Conor O. answered 09/30/19
Geology-related courses, mineralogy, petrology, structural geology
Earthquakes themselves do not form volcanoes, however, the tectonic forces in which the earthquakes derived from may ultimately produce a volcano or magmatic arc. For example, intercontinental rifting creates extensional forces and "thins" out the crust. During this process you develop a system of listric normal faults (or a horse and graben topography like the Basin and Range Province). The force of the crust pulling apart will induce earthquakes in addition to the accent of magma through deep fissures or conduits. Earthquakes and volcanoes are both side effects of tectonic stresses but one does not cause the other. Your idea of a continuous fault line that gradually gets "deeper" is essentially what is called rifting. An example would be the Rio Grand Rift. Rather than just the fault line getting deeper, it is actually the crust itself getting thinner to allow the mantle to reach the surface. This is when you get flood basalts. Another example would be within compression tectonic regimes, where you might have an oceanic plate subducting beneath continental crust (i.e. west coast) and developing a magmatic arc.

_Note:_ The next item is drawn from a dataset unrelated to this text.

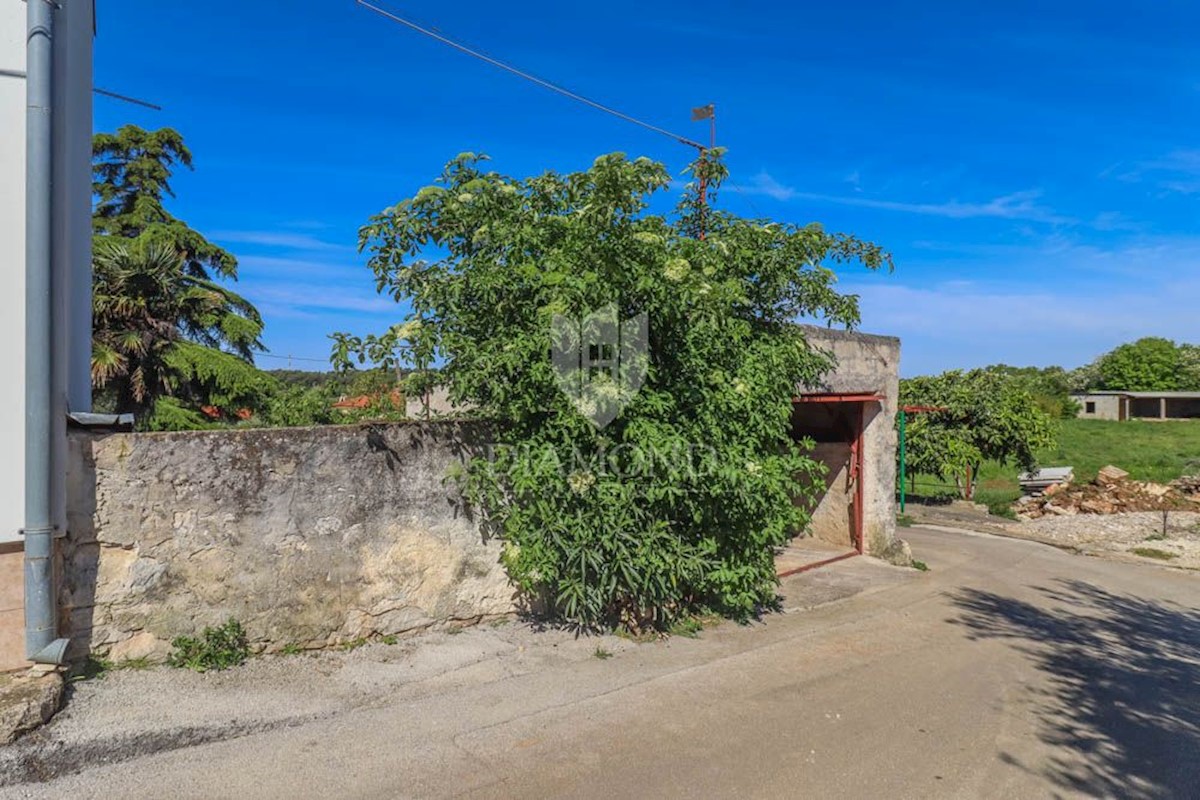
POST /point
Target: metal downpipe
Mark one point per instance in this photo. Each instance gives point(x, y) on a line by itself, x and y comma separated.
point(42, 643)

The compressional forces from subduction will also create significance earthquakes, however, those earthquakes do not produce the volcanoes. A fault line will also not reach the mantle due to the brittle ductile transition zone. Once you reach a certain depth, the ductile state of the earth will not be able to produce the stress and frictional needed to produce an earthquake. The majority of the large earthquakes that produce the most damage come from surface waves that derived from a release in tension from fault lines that were fairly shallow.